EDIT: I'm convinced that the suggestions I was given would indeed work, and that I probably could beat the C# code if I invested enough time in it. On the other hand, doing so would provide no customer value at all and the only reason to pull through with it would be just to prove that it could be done...
The problem is not in the CString, but rather that you are allocating a lot of small objects - the default memory allocator isn't optimized for this.
Write your own allocator - allocate a big chunk of memory and then just advance a pointer in it when allocating. This what actually the .NET allocator does. When you are ready delete the whole buffer.
I think there was sample of writing custom new/delete operators in (More) Effective C++
Load the string to a single buffer, parse the text to replace line breaks with string terminators ('\0'), and use pointers into that buffer to add to the set.

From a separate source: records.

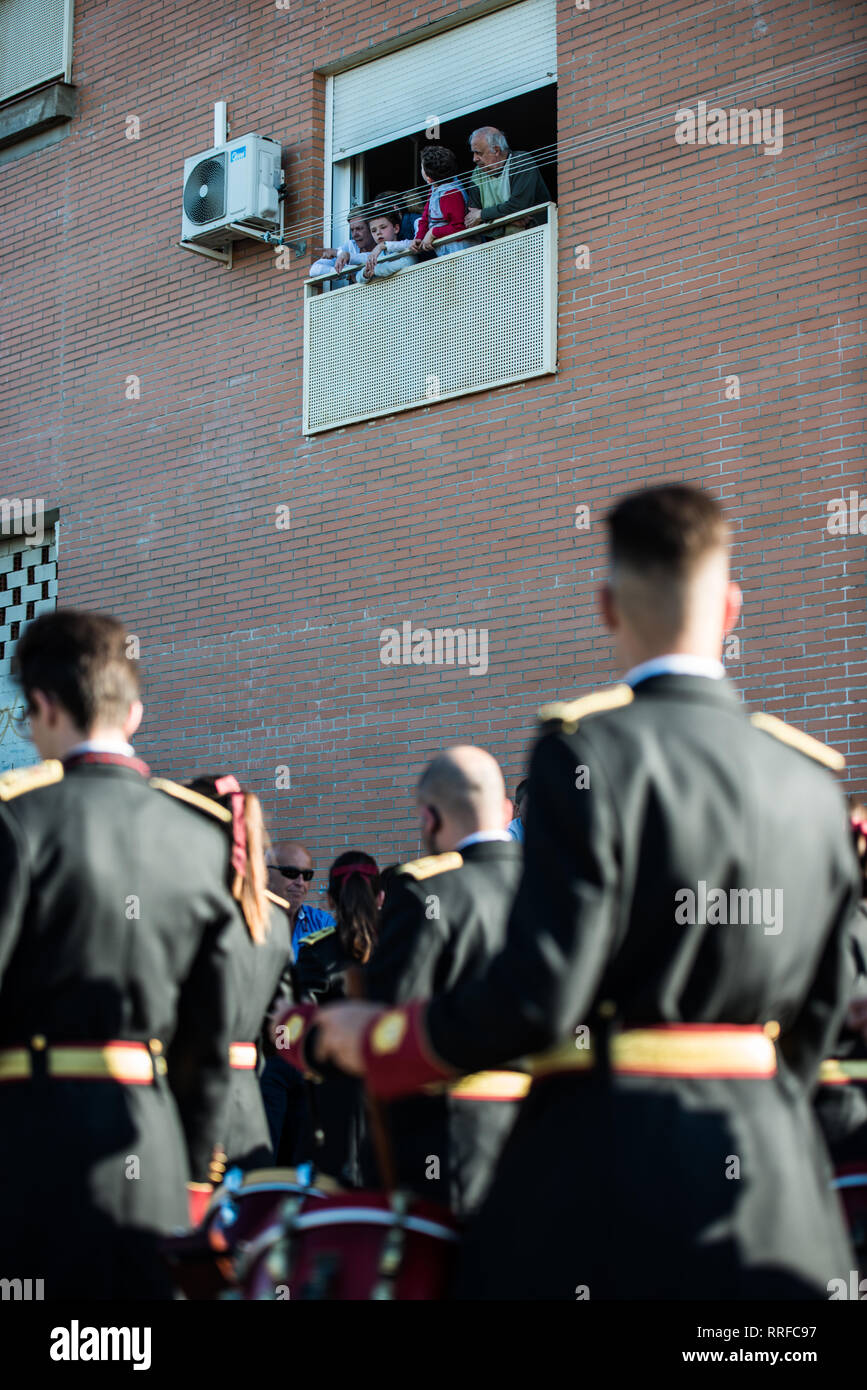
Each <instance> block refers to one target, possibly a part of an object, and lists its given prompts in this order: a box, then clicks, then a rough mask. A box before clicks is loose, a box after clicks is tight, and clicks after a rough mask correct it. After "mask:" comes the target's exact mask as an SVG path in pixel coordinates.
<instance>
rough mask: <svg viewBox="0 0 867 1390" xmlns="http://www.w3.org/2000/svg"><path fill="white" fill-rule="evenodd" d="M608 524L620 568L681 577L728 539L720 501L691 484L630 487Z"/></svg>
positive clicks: (680, 484) (712, 496) (686, 573)
mask: <svg viewBox="0 0 867 1390" xmlns="http://www.w3.org/2000/svg"><path fill="white" fill-rule="evenodd" d="M606 524H607V527H609V543H610V550H611V563H613V566H614V567H616V569H617V567H618V566H622V567H625V569H628V570H632V571H636V573H643V574H646V573H647V571H652V570H653V571H657V573H660V571H661V573H663V574H667V575H668V577H671V578H678V580H684V578H688V577H689V575H691V574H692V571H693V570H695V567H696V566H697V564H699V563H700V562H702V560H703V559H704V556H706V555H709V553H710V552H711V550H718V549H721V548H725V545H727V542H728V524H727V521H725V517H724V514H722V509H721V506H720V503H718V502H717V499H716V498H713V496H711V495H710V493H709V492H703V491H702V488H695V486H691V485H689V484H672V485H666V486H660V488H646V489H645V491H643V492H631V493H629V495H628V496H625V498H622V499H621V500H620V502H618V503H617V505H616V506H614V507H613V509H611V512H609V514H607V517H606Z"/></svg>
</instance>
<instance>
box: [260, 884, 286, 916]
mask: <svg viewBox="0 0 867 1390" xmlns="http://www.w3.org/2000/svg"><path fill="white" fill-rule="evenodd" d="M265 898H270V899H271V902H275V903H276V905H278V908H285V909H286V912H289V909H290V908H292V903H290V902H286V899H285V898H278V895H276V894H275V892H271V890H270V888H265Z"/></svg>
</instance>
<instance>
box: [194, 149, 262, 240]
mask: <svg viewBox="0 0 867 1390" xmlns="http://www.w3.org/2000/svg"><path fill="white" fill-rule="evenodd" d="M281 160H282V146H281V145H279V142H278V140H272V139H271V138H270V136H267V135H239V136H238V138H236V139H233V140H228V142H226V143H225V145H220V146H215V147H214V149H211V150H206V152H204V153H203V154H193V156H192V157H190V158H189V160H185V164H183V213H182V220H181V240H182V242H195V243H197V245H200V246H225V245H226V242H232V240H238V239H239V238H240V236H243V232H236V231H231V229H229V224H232V222H235V224H238V225H240V227H250V228H254V229H257V231H265V232H270V231H278V229H279V197H278V193H279V186H281Z"/></svg>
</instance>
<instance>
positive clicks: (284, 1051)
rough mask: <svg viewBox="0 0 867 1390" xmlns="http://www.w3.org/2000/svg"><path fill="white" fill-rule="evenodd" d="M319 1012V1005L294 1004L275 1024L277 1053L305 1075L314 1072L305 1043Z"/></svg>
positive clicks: (305, 1042) (274, 1036) (290, 1065)
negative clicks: (308, 1057) (311, 1066)
mask: <svg viewBox="0 0 867 1390" xmlns="http://www.w3.org/2000/svg"><path fill="white" fill-rule="evenodd" d="M317 1012H318V1005H315V1004H293V1005H292V1008H290V1009H286V1012H285V1013H283V1015H282V1016H279V1015H278V1019H276V1023H275V1026H274V1041H275V1044H276V1055H278V1056H279V1058H281V1059H282V1061H283V1062H285V1063H286V1065H288V1066H293V1068H295V1069H296V1072H302V1073H303V1074H304V1076H311V1074H314V1073H313V1072H311V1068H310V1063H308V1061H307V1056H306V1051H304V1044H306V1042H307V1038H308V1034H310V1031H311V1029H313V1026H314V1019H315V1015H317Z"/></svg>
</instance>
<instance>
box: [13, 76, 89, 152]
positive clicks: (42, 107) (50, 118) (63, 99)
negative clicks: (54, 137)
mask: <svg viewBox="0 0 867 1390" xmlns="http://www.w3.org/2000/svg"><path fill="white" fill-rule="evenodd" d="M76 103H78V92H76V89H75V88H74V86H72V85H71V83H69V82H63V81H57V82H51V83H50V85H49V86H44V88H40V89H39V90H38V92H25V93H24V95H22V96H17V97H14V99H13V100H11V101H8V103H7V104H6V106H0V150H1V149H6V146H7V145H15V143H18V142H19V140H29V139H31V138H32V136H33V135H38V133H39V132H42V131H49V129H51V126H56V125H63V124H64V122H67V121H69V120H71V118H72V117H74V115H75V107H76Z"/></svg>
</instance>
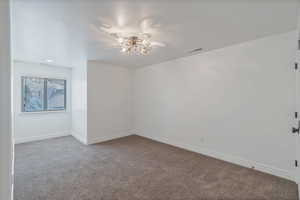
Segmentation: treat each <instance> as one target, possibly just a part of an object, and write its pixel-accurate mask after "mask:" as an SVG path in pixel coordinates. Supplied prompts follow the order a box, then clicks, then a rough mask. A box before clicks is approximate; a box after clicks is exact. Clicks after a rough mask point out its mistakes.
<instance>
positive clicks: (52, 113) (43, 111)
mask: <svg viewBox="0 0 300 200" xmlns="http://www.w3.org/2000/svg"><path fill="white" fill-rule="evenodd" d="M59 113H62V114H70V112H69V111H67V110H66V109H65V110H53V111H38V112H23V111H21V112H20V113H18V115H43V114H59Z"/></svg>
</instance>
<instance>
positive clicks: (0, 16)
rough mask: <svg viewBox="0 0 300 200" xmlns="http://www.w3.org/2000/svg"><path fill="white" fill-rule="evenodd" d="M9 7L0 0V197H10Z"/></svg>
mask: <svg viewBox="0 0 300 200" xmlns="http://www.w3.org/2000/svg"><path fill="white" fill-rule="evenodd" d="M9 16H10V8H9V1H8V0H2V1H1V2H0V94H1V97H0V199H1V200H9V199H11V198H10V197H11V184H12V176H11V169H12V167H11V166H12V165H11V164H12V138H11V103H10V99H11V92H10V81H11V76H10V71H11V58H10V25H9V23H10V17H9Z"/></svg>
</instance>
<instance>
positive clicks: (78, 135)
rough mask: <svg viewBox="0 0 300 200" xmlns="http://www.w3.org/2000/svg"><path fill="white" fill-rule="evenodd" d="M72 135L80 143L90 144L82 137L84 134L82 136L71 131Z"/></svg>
mask: <svg viewBox="0 0 300 200" xmlns="http://www.w3.org/2000/svg"><path fill="white" fill-rule="evenodd" d="M71 135H72V136H73V137H74V138H75V139H77V140H78V141H79V142H81V143H82V144H85V145H87V144H88V143H87V141H86V138H84V137H82V136H83V134H80V133H79V132H77V131H74V130H72V131H71Z"/></svg>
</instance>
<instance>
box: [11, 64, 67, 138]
mask: <svg viewBox="0 0 300 200" xmlns="http://www.w3.org/2000/svg"><path fill="white" fill-rule="evenodd" d="M22 76H36V77H45V78H61V79H66V80H67V110H66V112H64V111H63V112H45V113H23V112H22V110H21V108H22V106H21V105H22V87H21V77H22ZM71 77H72V69H71V68H66V67H56V66H50V65H44V64H35V63H28V62H18V61H16V62H14V139H15V142H16V143H22V142H28V141H34V140H40V139H46V138H51V137H58V136H63V135H70V133H71V122H72V113H71V111H72V109H71V83H72V78H71Z"/></svg>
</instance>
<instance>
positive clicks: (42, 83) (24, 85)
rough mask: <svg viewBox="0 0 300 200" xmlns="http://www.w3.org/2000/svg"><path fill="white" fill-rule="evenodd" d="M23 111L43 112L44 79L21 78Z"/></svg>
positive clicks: (30, 77)
mask: <svg viewBox="0 0 300 200" xmlns="http://www.w3.org/2000/svg"><path fill="white" fill-rule="evenodd" d="M22 81H23V111H24V112H37V111H43V110H44V101H43V99H44V79H42V78H31V77H23V78H22Z"/></svg>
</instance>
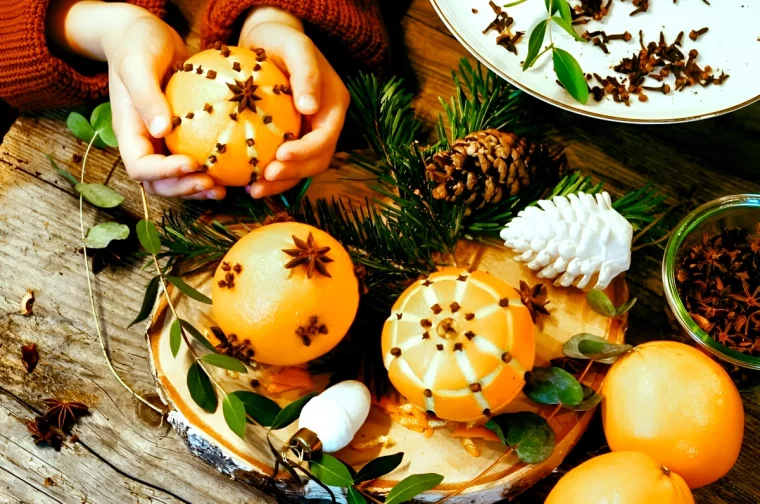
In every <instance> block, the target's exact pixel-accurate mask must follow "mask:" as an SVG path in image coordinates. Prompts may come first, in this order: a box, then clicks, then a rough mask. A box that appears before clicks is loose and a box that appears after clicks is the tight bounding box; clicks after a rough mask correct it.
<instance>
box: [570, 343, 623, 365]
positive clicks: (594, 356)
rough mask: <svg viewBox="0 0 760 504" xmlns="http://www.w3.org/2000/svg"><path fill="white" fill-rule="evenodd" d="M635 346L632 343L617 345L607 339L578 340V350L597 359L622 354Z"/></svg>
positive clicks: (581, 352)
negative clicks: (631, 344)
mask: <svg viewBox="0 0 760 504" xmlns="http://www.w3.org/2000/svg"><path fill="white" fill-rule="evenodd" d="M632 348H633V347H632V346H631V345H617V344H615V343H609V342H607V341H603V342H602V341H594V340H591V339H582V340H580V341H578V351H579V352H580V353H582V354H583V355H585V356H586V358H588V359H591V360H596V361H603V360H606V359H610V358H614V357H617V356H619V355H622V354H624V353H626V352H628V351H629V350H631V349H632Z"/></svg>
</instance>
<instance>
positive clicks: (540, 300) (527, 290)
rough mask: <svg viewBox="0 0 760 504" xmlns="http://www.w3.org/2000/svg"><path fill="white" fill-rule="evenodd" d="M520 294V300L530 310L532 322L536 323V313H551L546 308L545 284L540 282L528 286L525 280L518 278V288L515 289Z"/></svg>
mask: <svg viewBox="0 0 760 504" xmlns="http://www.w3.org/2000/svg"><path fill="white" fill-rule="evenodd" d="M515 291H516V292H517V293H518V294H520V300H521V301H522V302H523V304H524V305H525V307H526V308H527V309H528V311H529V312H530V318H531V319H533V323H534V324H535V323H536V319H537V318H538V314H539V313H540V314H543V315H551V314H550V313H549V310H547V309H546V305H547V304H549V301H546V300H545V297H546V286H545V285H544V284H542V283H537V284H536V285H534V286H533V287H531V286H529V285H528V284H527V283H526V282H525V281H523V280H520V290H517V289H515Z"/></svg>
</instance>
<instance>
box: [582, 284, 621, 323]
mask: <svg viewBox="0 0 760 504" xmlns="http://www.w3.org/2000/svg"><path fill="white" fill-rule="evenodd" d="M586 302H587V303H588V305H589V306H590V307H591V309H592V310H594V311H595V312H597V313H598V314H600V315H604V316H605V317H614V316H615V315H617V308H615V305H614V304H612V301H610V298H608V297H607V294H605V293H604V291H600V290H599V289H592V290H590V291H588V292H587V293H586Z"/></svg>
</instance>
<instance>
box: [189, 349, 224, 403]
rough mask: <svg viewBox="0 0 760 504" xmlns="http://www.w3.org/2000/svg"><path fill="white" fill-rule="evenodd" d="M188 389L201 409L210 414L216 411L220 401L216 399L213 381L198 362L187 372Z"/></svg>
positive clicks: (193, 397) (215, 394) (191, 396)
mask: <svg viewBox="0 0 760 504" xmlns="http://www.w3.org/2000/svg"><path fill="white" fill-rule="evenodd" d="M187 389H188V390H189V391H190V397H192V398H193V401H195V404H197V405H198V406H200V407H201V409H203V410H205V411H208V412H209V413H214V412H215V411H216V408H217V407H218V406H219V399H218V398H217V397H216V391H215V390H214V386H213V385H212V384H211V380H210V379H209V377H208V375H207V374H206V371H204V370H203V368H202V367H201V365H200V364H199V363H198V361H196V362H193V363H192V365H191V366H190V369H188V371H187Z"/></svg>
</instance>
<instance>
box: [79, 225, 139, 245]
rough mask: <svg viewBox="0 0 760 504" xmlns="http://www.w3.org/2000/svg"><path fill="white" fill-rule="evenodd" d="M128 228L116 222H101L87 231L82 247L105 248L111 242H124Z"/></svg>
mask: <svg viewBox="0 0 760 504" xmlns="http://www.w3.org/2000/svg"><path fill="white" fill-rule="evenodd" d="M128 237H129V228H128V227H127V226H125V225H124V224H119V223H118V222H102V223H100V224H98V225H97V226H95V227H92V228H90V229H88V230H87V236H85V238H84V245H85V247H87V248H93V249H99V248H106V247H107V246H108V244H109V243H111V241H113V240H126V239H127V238H128Z"/></svg>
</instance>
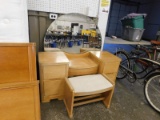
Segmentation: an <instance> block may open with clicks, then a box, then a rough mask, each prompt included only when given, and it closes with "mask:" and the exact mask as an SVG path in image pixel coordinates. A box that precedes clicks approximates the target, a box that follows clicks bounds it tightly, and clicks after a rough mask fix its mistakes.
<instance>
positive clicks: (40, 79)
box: [38, 52, 69, 102]
mask: <svg viewBox="0 0 160 120" xmlns="http://www.w3.org/2000/svg"><path fill="white" fill-rule="evenodd" d="M38 59H39V67H40V69H39V70H40V88H41V101H42V102H49V101H50V100H51V99H57V98H58V99H63V96H64V93H63V92H64V84H65V78H67V77H68V63H69V60H68V59H67V57H66V56H65V54H64V53H63V52H39V53H38Z"/></svg>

Alternatively - e.g. if you have to do an ANSI/UNICODE conversion during load - use a chunk allocator, that sacrifices deleting individual elements.
class ChunkAlloc
{
std::vector<BYTE> m_data;
size_t m_fill;
public:
ChunkAlloc(size_t chunkSize) : m_data(size), m_fill(0) {}
void * Alloc(size_t size)
{
if (m_data.size() - m_fill < size)
{
// normally, you'd reserve a new chunk here
return 0;
}
void * result = &(m_data[m_fill]);
m_fill += size;
return m_fill;
}
}
// all allocations from chuunk are freed when chung is destroyed.
Wouldn't hack that together in ten minutes, but 30 minutes and some testing sounds fine :)
When working with string classes, you should always have a look at unnecessary operations, for example, don't use constructors, concatenation and such operations too often, especially avoid them in loops. I suppose there's some character coding reason you use CStringW, so you probably can't use something different, this would be another way to optimize your code.
It's no wonder that CLR's memory management is better than the bunch of old and dirty tricks MFC is based on: it is at least two times younger than MFC itself, and it is pool-based. When I had to work on similar project with string arrays and WinAPI/MFC, I just used std::basic_string instantiated with WinAPI's TCHAR and my own allocator based on Loki::SmallObjAllocator. You can also take a look at boost::pool in this case (if you want it to have an "std feel" or have to use a version of VC++ compiler older than 7.1).